Beginning with “Backhanded,” the drums dribble frantically as we are taken, “across my dreamscape,” in an endless loop of worry. In “Agita,” the instrumentals are almost conversational as they trade phrases, like the guitar was speaking to the cymbals and the bass was chattering back. “Repeating” further deconstructs the space we’re standing in, disorienting the listener with layered textures for a sonic landscape more than a straightforward song. It is clear that the instruments and gear are integral characters to this record—Trash TV’s exact gear is even noted on their Bandcamp, down to what pickup the Squiers were set to. Every sound, each feedback cry and percussive shuffle, is an intentional part of the painting. It all builds up the feeling of actually being there, both in the imagined reality of the album and with the band themselves; the album is deeply invigorated with the energy and spunk of a live show, highlighting punk as something going on now, not merely a piece of history. Trash TV puts you in a room where it’s still happening.

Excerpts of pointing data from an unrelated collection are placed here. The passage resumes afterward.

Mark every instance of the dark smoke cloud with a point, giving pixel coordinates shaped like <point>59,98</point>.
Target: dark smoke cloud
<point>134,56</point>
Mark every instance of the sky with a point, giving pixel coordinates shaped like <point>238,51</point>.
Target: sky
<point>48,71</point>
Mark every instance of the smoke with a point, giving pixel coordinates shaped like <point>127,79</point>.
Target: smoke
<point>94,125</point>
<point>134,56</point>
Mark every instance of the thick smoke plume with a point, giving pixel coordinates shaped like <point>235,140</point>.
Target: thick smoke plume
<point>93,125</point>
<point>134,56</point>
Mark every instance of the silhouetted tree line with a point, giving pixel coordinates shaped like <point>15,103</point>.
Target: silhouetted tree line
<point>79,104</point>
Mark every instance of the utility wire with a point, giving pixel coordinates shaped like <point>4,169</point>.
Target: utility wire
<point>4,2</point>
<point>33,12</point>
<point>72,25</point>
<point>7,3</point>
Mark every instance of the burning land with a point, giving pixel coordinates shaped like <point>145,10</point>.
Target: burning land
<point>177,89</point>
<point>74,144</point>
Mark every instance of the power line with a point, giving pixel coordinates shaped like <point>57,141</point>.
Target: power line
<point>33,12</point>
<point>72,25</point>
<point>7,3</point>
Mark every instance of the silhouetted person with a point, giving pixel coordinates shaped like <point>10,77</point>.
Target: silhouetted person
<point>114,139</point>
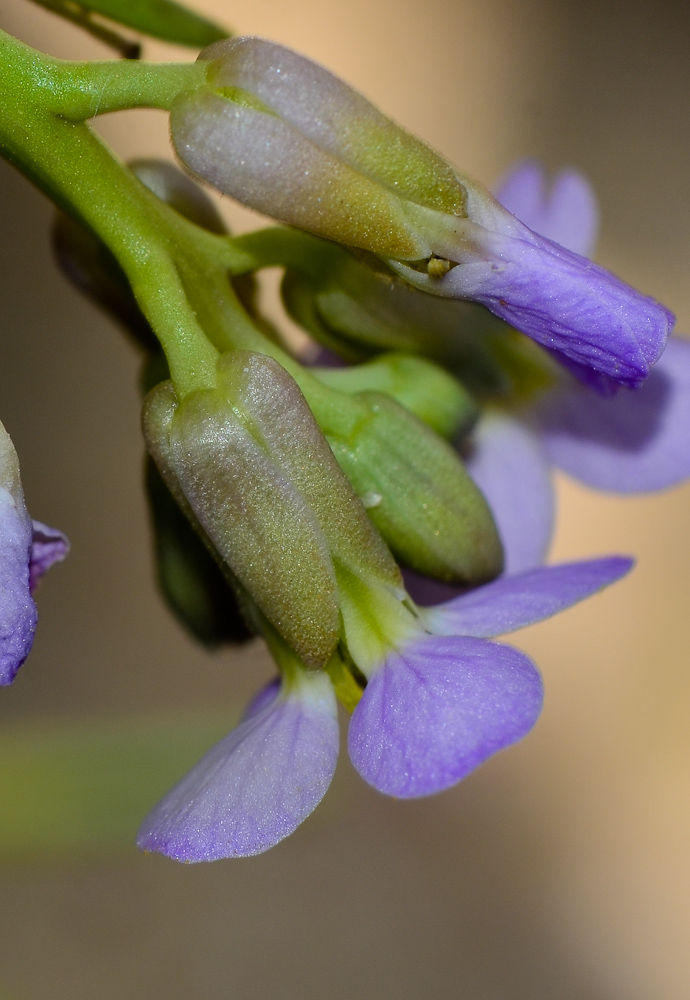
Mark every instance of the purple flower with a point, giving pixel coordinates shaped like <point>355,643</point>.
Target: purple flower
<point>258,784</point>
<point>439,701</point>
<point>27,550</point>
<point>445,701</point>
<point>634,441</point>
<point>286,137</point>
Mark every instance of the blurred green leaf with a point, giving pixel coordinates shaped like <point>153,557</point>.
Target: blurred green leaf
<point>78,788</point>
<point>162,19</point>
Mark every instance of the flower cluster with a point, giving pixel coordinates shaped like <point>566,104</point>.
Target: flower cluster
<point>469,344</point>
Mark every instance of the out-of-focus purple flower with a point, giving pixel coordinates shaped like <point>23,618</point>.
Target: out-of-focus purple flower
<point>27,550</point>
<point>283,135</point>
<point>258,784</point>
<point>634,441</point>
<point>48,546</point>
<point>444,701</point>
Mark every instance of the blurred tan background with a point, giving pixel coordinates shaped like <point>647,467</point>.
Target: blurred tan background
<point>561,868</point>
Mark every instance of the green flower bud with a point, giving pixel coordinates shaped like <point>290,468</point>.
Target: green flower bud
<point>420,386</point>
<point>248,463</point>
<point>348,173</point>
<point>192,583</point>
<point>415,489</point>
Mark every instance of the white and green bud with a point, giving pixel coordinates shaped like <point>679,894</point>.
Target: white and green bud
<point>422,387</point>
<point>249,465</point>
<point>190,580</point>
<point>282,134</point>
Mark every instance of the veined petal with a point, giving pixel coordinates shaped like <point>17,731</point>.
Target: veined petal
<point>257,785</point>
<point>510,467</point>
<point>559,299</point>
<point>632,442</point>
<point>17,609</point>
<point>512,602</point>
<point>437,709</point>
<point>48,546</point>
<point>566,213</point>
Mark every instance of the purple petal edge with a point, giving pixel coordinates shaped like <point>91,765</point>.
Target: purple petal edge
<point>256,786</point>
<point>513,602</point>
<point>565,212</point>
<point>48,546</point>
<point>437,709</point>
<point>17,609</point>
<point>635,442</point>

The final two narrative songs, “Fabricated Prophecy” and “Norman’s Home,” embrace the storytelling aspect of the record full-on. “Fabricated Prophecy” feels very late-70s LA-punk inspired, with loosely roared and commanding vocals, using the sound to create the facade of a new rebellious messiah, and underneath, a false god hiding something sinister. “We are digging up a Holy claim / The justification for those we’ve slain,” Happe cries, later adding, “Their reign in history ends here / It’s our turn to rule by fear.” It’s a point about spun narratives covering up parasitic colonialism and violence, and in plainly stating the often unspoken intentions of powers-that-be, the song ultimately warns against devout trust in any figure or regime. As relevant to today’s headlines as it is to ancient so-called holy wars.

Meanwhile, “Norman’s Home” is the final track, an eerie adventure through a bad dream. “Like a creeping disease / You tiptoe gently but soon don’t care / Your father slumped in his old chair / TV hums and static haze,” Gonçalves narrates as she holds your hand, guiding you through the beginning of a horror movie, where the leak in the ceiling is dripping and the last of the sun has just set behind the hill. But the murderer or paranormal activity hasn’t quite struck yet. We end up treading over frozen pine needles in the snow outside, making our escape from Norman’s house. “Worn out break pad / It’s the only sound for miles / I want to know where you took the car / if you pressed firmly on the pedal / running stop signs and trespassing fields,” Happe adds. As the guitar chromatically climbs and the vocalists whisper in your ear, the nightmare dramatically peaks. Are the people telling the story your allies or your tormenters? Are you able to wake up?

The whole album is an enveloping experience—listening to Norman’s Home feels like being sucked into a portal to somewhere else. One moment, you’re there with the band, in the venue, in the mosh pit, feeling the electricity of that space. No need for nostalgia, Trash TV will take you to a time in music that feels special, historic, and cool. The next moment, they’ll kidnap you and bring you into a grim storybook of their own design. As the listener, you go wherever they want you to go, glad you’re in for the ride. Norman’s Home is an expedition through the darker parts of imagination that is exciting for both its worldbuilding and playful sound. When you emerge from the haunted slumber that Trash TV submerges you in, maybe you’ll see the ordinary a little differently, walking each step knowing there are whispered stories hiding in your surroundings everywhere you go.